Sé que la vida no es una línea recta. Sé que a veces la vida nos endilga algunos cuerazos con ortiga, como si todo se resumiera en el poema “Los Heraldos negros”, escrito por César Vallejo, y que en sus primeros versos dice así: “Hay golpes en la vida tan fuertes… ¡Yo no sé! / Golpes como del odio de Dios; como si ante ellos, / la resaca de todo lo sufrido / se empozara en el alma. ¡Yo no sé!” Yo si sé que eso se da. Mucho de la vida está más allá de lo que, como humanos, podemos hacer. Una persona no puede hacer algo ante un temblor, ante un tsunami, ante una bala perdida, ante un rayo. El hijo de un amigo murió mientras jugaba fútbol en una cancha llanera. Cuentan que levantó la mano para pedir el balón, estaba en posición adelantada, cuando un rayo asomó en medio del cielo y lo fulminó. Era una de esas tormentas eléctricas en seco. Levantó la mano y, en lugar de recibir el balón, recibió un rayo fulminante. ¿Qué hacer ante eso? ¡Nada!
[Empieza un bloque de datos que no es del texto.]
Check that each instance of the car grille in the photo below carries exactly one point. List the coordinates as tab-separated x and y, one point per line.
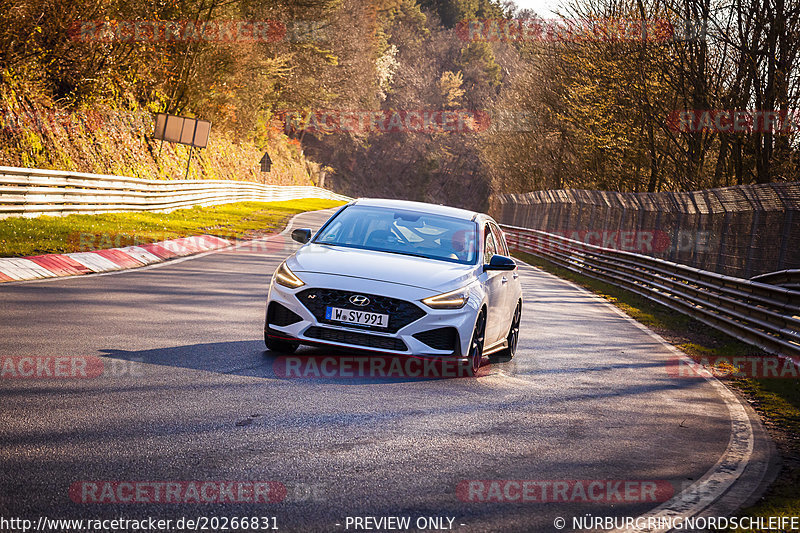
439	339
353	337
401	313
280	315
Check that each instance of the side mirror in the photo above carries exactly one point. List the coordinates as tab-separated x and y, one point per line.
301	235
500	262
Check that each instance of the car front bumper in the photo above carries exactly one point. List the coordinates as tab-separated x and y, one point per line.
407	340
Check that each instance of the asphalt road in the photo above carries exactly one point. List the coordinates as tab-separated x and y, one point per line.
195	396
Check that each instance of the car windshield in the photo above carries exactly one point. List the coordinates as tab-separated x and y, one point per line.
402	232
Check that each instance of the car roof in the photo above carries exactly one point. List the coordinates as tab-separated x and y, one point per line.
436	209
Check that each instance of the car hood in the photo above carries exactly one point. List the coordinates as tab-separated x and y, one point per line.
381	266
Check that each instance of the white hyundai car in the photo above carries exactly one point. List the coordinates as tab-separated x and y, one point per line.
400	278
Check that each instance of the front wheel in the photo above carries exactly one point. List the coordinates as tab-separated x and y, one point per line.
507	353
476	345
277	345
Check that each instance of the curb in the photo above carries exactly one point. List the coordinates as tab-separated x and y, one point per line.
97	261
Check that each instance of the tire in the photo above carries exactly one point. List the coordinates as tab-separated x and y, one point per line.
476	344
507	354
277	345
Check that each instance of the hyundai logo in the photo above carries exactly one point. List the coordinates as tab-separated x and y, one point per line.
359	300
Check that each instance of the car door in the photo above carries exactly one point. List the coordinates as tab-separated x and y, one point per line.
509	280
496	290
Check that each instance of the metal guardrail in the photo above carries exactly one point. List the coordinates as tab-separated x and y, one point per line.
33	192
761	314
785	278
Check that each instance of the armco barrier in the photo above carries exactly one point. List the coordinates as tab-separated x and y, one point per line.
33	192
764	315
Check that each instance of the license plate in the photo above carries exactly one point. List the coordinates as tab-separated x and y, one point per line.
363	318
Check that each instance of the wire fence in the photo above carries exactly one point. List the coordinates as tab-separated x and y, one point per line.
738	231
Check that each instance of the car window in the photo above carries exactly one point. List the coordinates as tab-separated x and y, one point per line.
499	239
403	232
490	248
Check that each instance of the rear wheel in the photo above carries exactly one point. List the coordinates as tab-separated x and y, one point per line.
476	345
278	345
507	353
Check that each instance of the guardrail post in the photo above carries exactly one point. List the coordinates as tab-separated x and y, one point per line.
787	228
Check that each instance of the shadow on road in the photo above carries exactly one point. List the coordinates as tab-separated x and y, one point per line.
250	358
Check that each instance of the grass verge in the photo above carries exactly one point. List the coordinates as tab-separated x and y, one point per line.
77	233
777	401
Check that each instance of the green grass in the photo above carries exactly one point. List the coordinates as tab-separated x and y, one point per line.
777	401
75	233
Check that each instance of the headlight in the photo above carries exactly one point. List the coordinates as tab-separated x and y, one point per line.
286	277
449	300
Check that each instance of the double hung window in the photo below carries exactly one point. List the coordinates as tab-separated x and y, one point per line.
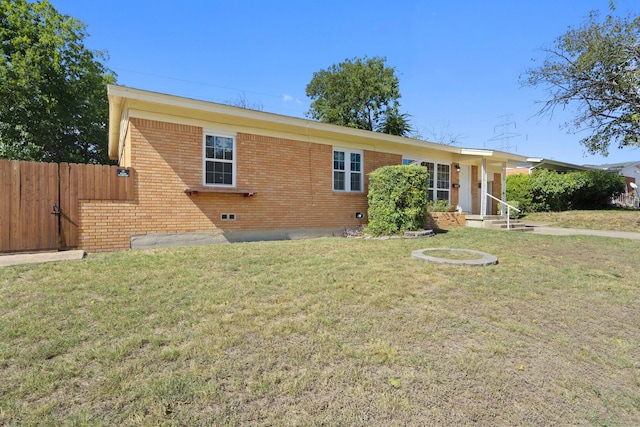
347	170
439	180
219	159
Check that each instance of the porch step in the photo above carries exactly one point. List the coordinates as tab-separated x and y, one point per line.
512	225
496	222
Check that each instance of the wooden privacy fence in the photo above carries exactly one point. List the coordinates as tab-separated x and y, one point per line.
39	202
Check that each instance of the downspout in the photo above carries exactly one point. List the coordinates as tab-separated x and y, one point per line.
483	188
503	189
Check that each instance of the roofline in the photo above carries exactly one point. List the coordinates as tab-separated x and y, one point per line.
118	96
542	161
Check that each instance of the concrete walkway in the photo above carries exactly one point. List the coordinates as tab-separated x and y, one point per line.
14	259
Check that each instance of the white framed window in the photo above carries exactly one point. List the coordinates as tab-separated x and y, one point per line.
219	159
439	180
347	170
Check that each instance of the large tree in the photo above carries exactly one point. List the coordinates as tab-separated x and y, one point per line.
596	67
53	102
361	93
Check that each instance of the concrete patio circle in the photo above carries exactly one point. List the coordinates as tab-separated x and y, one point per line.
482	258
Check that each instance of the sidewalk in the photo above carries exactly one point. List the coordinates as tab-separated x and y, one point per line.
558	231
14	259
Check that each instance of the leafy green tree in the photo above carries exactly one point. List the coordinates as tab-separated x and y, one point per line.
53	101
360	93
596	68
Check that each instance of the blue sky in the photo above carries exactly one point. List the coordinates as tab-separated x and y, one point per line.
458	62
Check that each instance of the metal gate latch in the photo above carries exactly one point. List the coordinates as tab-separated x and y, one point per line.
56	210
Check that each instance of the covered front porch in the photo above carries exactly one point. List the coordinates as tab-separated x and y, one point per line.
482	182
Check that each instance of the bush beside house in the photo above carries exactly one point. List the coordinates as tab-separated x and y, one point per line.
397	199
552	191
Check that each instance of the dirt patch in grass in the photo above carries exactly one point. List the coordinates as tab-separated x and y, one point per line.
614	219
327	332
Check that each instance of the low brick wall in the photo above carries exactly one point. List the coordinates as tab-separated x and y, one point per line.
444	220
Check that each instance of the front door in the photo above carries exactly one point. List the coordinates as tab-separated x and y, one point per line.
464	194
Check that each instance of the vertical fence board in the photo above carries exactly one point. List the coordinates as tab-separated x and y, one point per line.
28	191
15	206
72	217
5	205
65	193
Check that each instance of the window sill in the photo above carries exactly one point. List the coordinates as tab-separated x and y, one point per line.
194	191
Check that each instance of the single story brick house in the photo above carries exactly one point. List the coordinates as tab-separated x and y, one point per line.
206	172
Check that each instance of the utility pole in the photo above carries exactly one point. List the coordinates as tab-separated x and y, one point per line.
505	134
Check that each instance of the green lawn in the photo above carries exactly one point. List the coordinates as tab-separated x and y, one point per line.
327	332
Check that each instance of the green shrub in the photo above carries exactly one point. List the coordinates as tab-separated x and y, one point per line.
519	189
438	206
397	199
544	190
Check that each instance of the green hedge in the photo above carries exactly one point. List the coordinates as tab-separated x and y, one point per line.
552	191
397	199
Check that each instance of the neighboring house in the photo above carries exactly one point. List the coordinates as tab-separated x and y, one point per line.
629	170
534	163
208	172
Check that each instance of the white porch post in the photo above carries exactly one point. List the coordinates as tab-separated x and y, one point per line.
503	189
483	189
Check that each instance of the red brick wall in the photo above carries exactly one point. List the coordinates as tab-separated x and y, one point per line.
292	180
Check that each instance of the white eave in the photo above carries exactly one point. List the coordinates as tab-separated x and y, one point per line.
119	95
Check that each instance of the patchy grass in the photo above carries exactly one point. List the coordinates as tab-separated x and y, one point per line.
327	332
613	219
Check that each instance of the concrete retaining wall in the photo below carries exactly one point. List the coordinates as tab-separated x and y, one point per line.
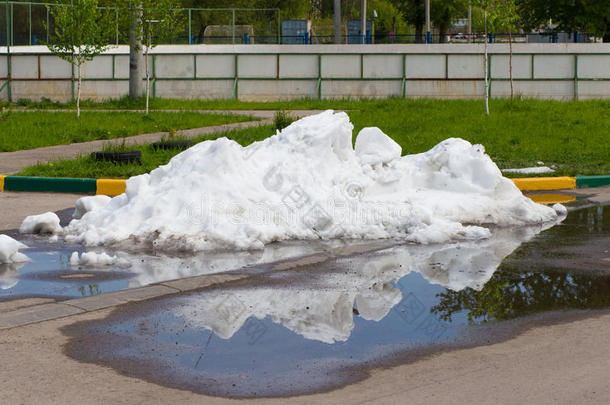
272	72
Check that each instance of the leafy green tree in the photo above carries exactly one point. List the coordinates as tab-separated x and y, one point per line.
82	31
159	21
414	12
591	16
444	12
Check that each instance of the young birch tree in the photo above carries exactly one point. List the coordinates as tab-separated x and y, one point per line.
82	31
160	20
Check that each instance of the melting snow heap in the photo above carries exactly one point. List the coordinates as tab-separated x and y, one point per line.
308	182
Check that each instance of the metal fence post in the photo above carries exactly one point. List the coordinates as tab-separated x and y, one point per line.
233	25
30	18
8	56
190	28
279	27
116	19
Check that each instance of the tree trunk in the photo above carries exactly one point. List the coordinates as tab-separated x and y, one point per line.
510	64
135	53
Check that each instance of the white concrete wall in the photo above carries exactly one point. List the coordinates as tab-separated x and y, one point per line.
272	72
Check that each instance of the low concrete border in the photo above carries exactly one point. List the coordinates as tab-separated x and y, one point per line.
113	187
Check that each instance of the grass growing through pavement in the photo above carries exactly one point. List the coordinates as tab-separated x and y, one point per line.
27	130
87	167
571	135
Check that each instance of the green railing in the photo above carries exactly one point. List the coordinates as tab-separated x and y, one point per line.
28	23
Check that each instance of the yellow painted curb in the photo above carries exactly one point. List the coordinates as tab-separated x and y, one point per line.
551	198
110	187
545	183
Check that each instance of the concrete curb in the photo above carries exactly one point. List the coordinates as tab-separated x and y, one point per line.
113	187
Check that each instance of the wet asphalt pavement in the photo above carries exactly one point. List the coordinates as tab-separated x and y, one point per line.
293	328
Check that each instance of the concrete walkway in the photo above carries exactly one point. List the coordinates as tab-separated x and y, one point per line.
558	362
13	162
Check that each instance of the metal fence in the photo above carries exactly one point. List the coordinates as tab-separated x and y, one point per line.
29	23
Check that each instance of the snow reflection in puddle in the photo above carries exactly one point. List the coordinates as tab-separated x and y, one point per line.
316	327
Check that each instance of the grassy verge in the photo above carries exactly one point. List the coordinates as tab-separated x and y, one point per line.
570	135
87	167
27	130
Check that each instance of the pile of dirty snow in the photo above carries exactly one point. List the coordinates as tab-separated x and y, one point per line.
43	223
9	250
308	182
96	260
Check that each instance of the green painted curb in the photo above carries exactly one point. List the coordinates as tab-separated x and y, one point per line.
58	185
592	181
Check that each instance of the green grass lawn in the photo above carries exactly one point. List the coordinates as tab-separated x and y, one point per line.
27	130
574	136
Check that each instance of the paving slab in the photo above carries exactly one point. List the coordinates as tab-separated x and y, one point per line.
37	313
121	297
194	283
13	305
13	162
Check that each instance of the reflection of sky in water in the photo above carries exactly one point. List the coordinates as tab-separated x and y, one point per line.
48	274
263	353
297	330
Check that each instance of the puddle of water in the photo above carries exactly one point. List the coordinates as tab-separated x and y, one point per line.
317	327
49	273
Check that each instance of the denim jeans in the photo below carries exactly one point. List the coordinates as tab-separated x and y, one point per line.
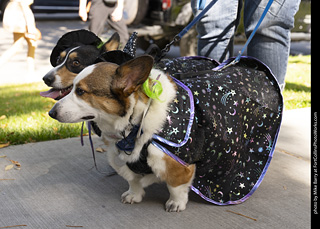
270	44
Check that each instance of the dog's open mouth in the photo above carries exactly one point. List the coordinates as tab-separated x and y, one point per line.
56	93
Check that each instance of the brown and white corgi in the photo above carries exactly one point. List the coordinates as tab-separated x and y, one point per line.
111	95
214	133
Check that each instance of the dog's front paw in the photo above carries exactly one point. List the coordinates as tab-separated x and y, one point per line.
175	206
130	197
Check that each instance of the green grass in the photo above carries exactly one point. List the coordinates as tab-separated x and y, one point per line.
297	93
24	116
24	113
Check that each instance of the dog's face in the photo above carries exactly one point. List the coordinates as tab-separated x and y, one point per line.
102	91
72	61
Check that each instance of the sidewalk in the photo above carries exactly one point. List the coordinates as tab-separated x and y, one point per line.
55	188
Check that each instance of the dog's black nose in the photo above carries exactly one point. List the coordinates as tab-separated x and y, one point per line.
48	79
53	113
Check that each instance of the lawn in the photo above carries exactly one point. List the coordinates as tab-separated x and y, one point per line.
24	113
24	116
297	93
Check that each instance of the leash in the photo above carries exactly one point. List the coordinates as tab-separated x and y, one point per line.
186	29
237	59
200	5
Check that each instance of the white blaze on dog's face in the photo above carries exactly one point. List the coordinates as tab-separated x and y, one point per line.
102	91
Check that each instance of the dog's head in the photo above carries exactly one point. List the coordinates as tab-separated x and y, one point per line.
74	51
103	91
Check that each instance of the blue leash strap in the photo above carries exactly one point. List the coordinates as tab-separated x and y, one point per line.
237	59
186	29
198	17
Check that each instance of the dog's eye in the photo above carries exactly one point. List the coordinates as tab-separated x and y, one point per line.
75	63
79	91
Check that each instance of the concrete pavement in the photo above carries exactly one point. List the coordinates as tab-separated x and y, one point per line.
56	188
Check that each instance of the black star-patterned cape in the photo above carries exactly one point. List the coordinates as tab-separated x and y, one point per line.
225	121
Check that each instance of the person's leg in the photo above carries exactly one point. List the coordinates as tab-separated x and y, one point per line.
98	15
216	29
31	54
271	43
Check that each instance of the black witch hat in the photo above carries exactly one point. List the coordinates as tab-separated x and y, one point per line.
73	39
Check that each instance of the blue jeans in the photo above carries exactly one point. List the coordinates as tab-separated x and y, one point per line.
270	44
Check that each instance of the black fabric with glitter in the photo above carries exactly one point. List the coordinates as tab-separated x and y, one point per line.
226	122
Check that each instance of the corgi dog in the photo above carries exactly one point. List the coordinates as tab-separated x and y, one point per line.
74	51
213	132
111	96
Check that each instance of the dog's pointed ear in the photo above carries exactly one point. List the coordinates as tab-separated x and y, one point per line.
131	75
112	44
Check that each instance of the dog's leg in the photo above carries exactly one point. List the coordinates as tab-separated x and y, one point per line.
178	178
178	198
135	192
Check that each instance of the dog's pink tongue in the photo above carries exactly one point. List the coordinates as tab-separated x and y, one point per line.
52	93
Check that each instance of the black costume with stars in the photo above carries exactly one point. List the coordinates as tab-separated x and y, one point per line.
228	127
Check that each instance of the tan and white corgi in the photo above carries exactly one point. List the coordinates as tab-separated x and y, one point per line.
214	133
111	96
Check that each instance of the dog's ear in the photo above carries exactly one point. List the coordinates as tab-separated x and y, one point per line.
131	75
112	43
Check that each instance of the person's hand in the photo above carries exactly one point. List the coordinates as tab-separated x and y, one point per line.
83	14
117	14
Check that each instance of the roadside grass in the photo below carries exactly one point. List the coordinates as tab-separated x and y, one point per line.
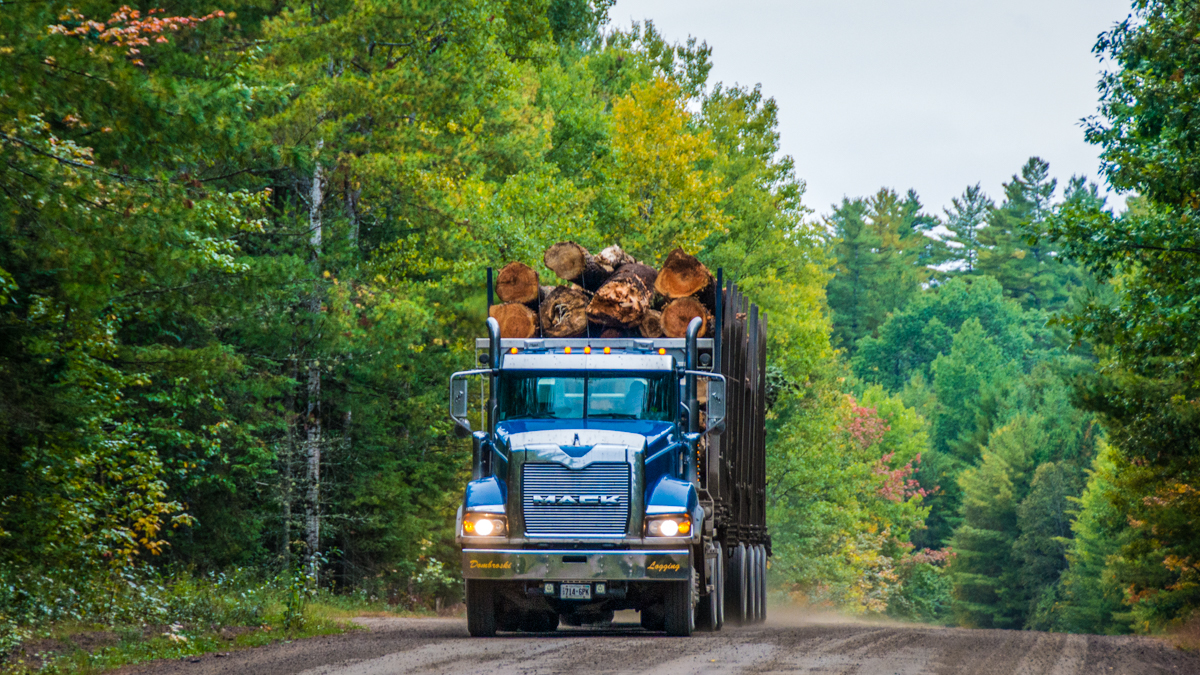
99	626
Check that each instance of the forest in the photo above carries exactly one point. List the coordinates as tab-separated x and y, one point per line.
243	246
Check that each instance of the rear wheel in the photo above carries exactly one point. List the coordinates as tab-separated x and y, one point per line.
762	583
480	608
679	610
736	587
753	584
707	610
719	585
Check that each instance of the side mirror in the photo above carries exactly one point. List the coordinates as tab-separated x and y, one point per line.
460	400
715	404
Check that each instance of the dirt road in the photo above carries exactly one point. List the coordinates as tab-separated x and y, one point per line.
783	645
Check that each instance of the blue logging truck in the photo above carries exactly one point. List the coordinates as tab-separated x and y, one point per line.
619	471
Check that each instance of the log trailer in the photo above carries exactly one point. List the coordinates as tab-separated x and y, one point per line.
617	473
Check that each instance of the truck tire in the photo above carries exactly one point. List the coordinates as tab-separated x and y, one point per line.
736	589
719	584
762	583
480	608
753	584
679	610
707	610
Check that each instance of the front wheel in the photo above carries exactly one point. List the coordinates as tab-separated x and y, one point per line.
480	608
679	610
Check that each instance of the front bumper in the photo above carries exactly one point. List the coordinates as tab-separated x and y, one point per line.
575	565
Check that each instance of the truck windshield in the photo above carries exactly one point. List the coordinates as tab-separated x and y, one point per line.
555	396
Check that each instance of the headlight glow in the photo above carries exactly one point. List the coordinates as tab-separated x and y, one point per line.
484	525
676	525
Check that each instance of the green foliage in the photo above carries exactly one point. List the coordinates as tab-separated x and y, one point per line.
879	243
1146	335
1091	596
912	338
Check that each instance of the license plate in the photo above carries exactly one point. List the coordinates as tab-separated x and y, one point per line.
575	591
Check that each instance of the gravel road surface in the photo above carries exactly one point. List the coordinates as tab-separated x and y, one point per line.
790	644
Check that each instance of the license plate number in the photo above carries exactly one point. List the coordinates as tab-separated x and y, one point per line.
575	591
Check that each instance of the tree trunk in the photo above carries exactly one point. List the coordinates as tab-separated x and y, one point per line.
652	324
573	262
613	257
567	260
312	410
564	312
516	320
622	300
517	282
679	312
683	275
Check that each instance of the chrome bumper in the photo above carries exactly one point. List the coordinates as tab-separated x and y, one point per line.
569	566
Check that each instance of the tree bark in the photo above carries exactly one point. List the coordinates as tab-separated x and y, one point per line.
516	320
679	312
564	312
622	300
683	275
312	408
652	324
567	260
517	282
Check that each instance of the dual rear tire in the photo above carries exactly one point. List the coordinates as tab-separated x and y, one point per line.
745	584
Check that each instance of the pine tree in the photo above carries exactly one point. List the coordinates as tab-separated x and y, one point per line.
881	251
1044	523
989	591
967	215
1017	249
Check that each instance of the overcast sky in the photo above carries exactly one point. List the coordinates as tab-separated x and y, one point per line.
933	95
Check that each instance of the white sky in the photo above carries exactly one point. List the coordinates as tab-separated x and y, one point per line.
927	94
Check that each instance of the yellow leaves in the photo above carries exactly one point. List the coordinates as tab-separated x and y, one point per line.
657	161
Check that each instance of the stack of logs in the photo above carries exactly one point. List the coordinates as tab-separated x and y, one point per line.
609	294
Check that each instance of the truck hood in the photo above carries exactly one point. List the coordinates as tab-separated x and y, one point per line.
577	437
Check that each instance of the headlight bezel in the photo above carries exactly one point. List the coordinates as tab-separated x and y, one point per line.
657	526
471	524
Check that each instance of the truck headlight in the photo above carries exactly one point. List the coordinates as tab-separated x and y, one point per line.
675	525
484	525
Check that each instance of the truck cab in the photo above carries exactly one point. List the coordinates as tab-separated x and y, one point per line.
587	495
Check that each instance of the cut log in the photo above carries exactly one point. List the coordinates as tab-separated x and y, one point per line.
622	300
567	260
679	312
516	320
683	275
613	257
646	273
517	282
594	275
564	312
652	324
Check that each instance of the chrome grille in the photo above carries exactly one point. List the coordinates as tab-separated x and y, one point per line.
543	519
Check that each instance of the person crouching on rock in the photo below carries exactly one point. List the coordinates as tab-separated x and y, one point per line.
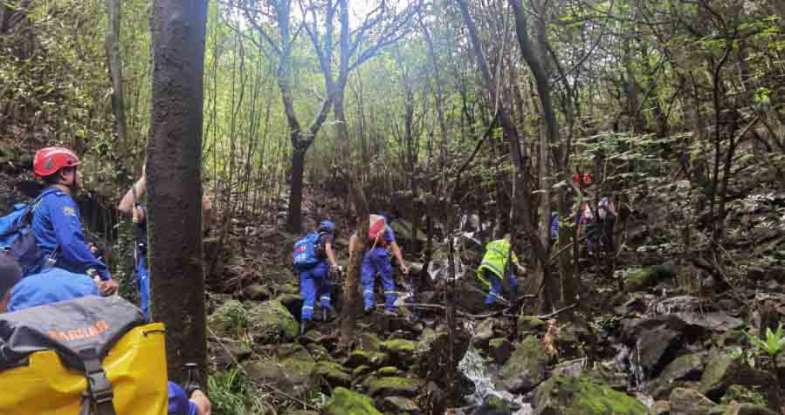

Sé que hay instantes difíciles, pero me resisto a aceptar que en la vida hay tiempos buenos y tiempos malos. No lo acepto porque esta división me obliga a pensar en periodos de tiempo muy largos. ¡No! La vida tiene instantes negros, que nos caen como la lluvia, pero podemos cubrirnos con paraguas hasta en tanto la misma vida no nos mande el último rayo, el que, cuando alzamos la mano para pedir el balón, se convierte en una línea quemante que baja del cielo. Todo lo que baja del cielo no puede evitarse, ni siquiera una hoja seca o una cagada de chinita.

Posdata: Hay tiempos buenos y tiempos mejores. Siempre que me topo con Óscar Bonifaz y le pregunto cómo está, me responde: “A toda madre”. Sí, hay tiempos madre y tiempos padre. Y estos tiempos son para siempre, son tiempos infinitos.